How do you deal with the loss of a single member server?

Recently I've been working on failover and high availability planning for my production servers. As I thought through all of the options I started wondering how most people handle this in their production environments.

Recently I've been working on failover and high availability planning for my production servers. As I thought through all of the options I started wondering how most people handle this in their production environments. Specifically, I'm interested in what happens when a standard (or "member") MetaFrame Presentation Server fails. How do you deal with it?

There are really only a few options:

  • Restore from backup
  • Manual reinstall
  • Repeat the original installation process
  • Break a mirror from another server
  • Mirroring software ??

I guess the most obvious / easiest way to handle this is to restore from backup. Then again, I don't think any of my clients actually back up their Citrix servers (usually on my recommendation). Why not? The Citrix member servers shouldn't contain any user or application data that could be lost, so there's no reason to back them up (well, not all of them anyway). If a server does fail then they can easily restore it using one of these other methods.

Another common way to deal with a crashed server is to wipe the drives and reinstall the operating system and applications from scratch. Depending on your environment, this could take anywhere from a few hours to a few days. One of the nice things about reinstalling from scratch is that it gives you a "pristine" server. Of course the downside (in addition to the time wasted) is that most likely this new server would not be 100% identical to your other existing servers, and that can make troubleshooting and management more difficult.
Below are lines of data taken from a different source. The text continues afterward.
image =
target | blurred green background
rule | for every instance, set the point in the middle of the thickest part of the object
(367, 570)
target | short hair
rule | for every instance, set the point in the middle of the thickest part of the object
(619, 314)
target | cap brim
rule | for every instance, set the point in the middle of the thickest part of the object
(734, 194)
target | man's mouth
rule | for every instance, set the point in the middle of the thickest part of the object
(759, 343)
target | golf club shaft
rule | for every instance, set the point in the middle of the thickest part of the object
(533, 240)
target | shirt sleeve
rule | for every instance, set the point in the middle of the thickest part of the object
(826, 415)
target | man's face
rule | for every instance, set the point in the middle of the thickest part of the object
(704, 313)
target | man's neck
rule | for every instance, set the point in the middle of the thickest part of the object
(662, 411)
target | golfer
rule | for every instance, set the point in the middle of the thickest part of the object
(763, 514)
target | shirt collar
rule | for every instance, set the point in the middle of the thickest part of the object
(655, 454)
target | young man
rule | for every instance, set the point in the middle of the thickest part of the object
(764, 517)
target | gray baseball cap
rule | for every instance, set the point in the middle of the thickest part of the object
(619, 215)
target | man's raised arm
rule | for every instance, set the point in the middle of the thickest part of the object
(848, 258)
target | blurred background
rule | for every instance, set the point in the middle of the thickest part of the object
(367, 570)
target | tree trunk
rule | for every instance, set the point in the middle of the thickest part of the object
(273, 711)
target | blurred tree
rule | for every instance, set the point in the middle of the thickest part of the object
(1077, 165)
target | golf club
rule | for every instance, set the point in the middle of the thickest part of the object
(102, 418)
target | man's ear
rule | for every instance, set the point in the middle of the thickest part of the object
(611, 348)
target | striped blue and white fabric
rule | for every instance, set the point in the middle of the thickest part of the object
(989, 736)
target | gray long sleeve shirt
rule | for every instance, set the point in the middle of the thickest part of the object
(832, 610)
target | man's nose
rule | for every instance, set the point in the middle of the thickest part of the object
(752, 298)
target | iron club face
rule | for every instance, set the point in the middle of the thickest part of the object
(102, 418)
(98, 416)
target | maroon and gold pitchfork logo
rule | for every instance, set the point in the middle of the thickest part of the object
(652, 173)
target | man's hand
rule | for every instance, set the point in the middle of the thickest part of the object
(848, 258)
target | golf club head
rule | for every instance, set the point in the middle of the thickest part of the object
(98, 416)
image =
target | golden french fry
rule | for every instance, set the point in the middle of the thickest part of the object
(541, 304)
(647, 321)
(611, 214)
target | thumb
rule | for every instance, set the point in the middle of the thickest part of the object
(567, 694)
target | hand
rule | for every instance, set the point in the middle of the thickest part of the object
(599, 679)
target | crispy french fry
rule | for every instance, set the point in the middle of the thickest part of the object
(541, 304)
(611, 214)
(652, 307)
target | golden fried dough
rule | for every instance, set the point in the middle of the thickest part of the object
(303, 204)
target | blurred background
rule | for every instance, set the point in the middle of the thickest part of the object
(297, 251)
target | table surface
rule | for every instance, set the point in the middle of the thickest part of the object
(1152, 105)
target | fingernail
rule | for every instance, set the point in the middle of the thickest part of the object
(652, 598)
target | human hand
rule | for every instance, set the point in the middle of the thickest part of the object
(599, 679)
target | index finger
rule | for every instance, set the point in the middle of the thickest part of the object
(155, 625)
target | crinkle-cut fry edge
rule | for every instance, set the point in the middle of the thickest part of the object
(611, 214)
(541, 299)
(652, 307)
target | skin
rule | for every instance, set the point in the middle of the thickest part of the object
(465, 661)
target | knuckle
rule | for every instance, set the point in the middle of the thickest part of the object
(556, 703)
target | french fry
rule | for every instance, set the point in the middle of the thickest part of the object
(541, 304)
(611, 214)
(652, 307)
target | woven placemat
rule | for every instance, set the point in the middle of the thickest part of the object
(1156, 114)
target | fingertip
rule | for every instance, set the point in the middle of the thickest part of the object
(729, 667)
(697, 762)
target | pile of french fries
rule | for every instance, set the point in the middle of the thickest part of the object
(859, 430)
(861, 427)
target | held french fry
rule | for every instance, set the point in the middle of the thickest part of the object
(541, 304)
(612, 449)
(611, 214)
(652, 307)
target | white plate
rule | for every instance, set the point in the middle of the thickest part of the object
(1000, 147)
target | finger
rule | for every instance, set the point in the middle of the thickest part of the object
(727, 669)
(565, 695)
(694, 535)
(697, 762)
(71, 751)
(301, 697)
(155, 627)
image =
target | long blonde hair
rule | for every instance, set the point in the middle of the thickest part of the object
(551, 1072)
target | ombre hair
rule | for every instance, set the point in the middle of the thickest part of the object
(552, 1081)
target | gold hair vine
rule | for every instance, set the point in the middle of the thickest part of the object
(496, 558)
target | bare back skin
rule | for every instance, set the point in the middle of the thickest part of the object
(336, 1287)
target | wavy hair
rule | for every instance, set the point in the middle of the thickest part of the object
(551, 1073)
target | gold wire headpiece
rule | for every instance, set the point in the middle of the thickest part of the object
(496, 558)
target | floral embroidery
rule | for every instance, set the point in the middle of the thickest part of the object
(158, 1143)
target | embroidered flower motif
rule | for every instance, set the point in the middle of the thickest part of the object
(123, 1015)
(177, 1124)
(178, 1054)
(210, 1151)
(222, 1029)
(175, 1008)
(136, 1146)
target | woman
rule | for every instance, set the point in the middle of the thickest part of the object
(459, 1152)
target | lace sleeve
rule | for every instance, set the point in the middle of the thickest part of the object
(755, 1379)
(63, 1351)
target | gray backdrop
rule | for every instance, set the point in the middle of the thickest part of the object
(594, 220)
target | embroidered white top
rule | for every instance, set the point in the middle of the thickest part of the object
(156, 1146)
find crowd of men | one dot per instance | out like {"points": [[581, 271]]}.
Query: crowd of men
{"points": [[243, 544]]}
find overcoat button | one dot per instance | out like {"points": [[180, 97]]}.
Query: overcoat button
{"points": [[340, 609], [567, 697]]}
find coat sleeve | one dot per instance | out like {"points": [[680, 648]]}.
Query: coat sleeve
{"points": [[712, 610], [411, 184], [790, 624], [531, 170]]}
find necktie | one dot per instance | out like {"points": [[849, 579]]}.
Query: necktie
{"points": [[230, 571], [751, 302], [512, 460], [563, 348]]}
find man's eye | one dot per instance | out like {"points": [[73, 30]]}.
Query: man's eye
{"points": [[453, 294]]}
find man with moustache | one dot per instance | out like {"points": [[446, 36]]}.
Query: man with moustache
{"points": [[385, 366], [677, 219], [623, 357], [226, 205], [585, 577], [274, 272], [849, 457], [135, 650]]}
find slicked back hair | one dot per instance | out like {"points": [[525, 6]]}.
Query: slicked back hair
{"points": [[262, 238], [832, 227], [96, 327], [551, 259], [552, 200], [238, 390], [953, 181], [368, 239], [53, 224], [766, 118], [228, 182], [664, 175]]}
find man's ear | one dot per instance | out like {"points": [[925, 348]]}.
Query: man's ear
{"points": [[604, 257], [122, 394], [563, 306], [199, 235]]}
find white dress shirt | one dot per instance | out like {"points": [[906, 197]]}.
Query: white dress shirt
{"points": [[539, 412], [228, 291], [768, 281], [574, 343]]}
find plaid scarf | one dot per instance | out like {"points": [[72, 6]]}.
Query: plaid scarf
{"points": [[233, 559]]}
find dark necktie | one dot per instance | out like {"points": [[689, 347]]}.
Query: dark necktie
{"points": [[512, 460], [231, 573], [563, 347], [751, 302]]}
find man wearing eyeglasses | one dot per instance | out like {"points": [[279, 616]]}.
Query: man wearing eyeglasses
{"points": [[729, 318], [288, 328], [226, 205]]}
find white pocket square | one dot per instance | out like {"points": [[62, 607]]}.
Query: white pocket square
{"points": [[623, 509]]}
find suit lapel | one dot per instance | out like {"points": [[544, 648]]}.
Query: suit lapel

If you originally used unattended installation scripts or images to deploy your servers, then you could just re-run the original deployment process. You'd still have to manually apply all the changes that you made since the original installation date, but at least you wouldn't have to sit through the basic setup stuff again.

If your failed server has the same hardware as another good server in the silo, you could use the "mirror breaking" deployment method. To do this, just pull a RAID 1 drive out of a good server and put a blank drive in its place. That server will automatically replicate the stuff from the good drive to the new blank drive. In the meantime, you can unplug your new server from the network, pop the broken mirror drive into it, boot Windows, change the computer name, SID, and IP address, reboot, pop in the network cable, and add it back into the domain. (Don't forget to manually delete the old computer account from the domain.) This whole process takes about ten minutes, and you'll have a perfect copy for the new server. The main downside to this is that you have to have another server that's identical and that's stable enough to use as the source image.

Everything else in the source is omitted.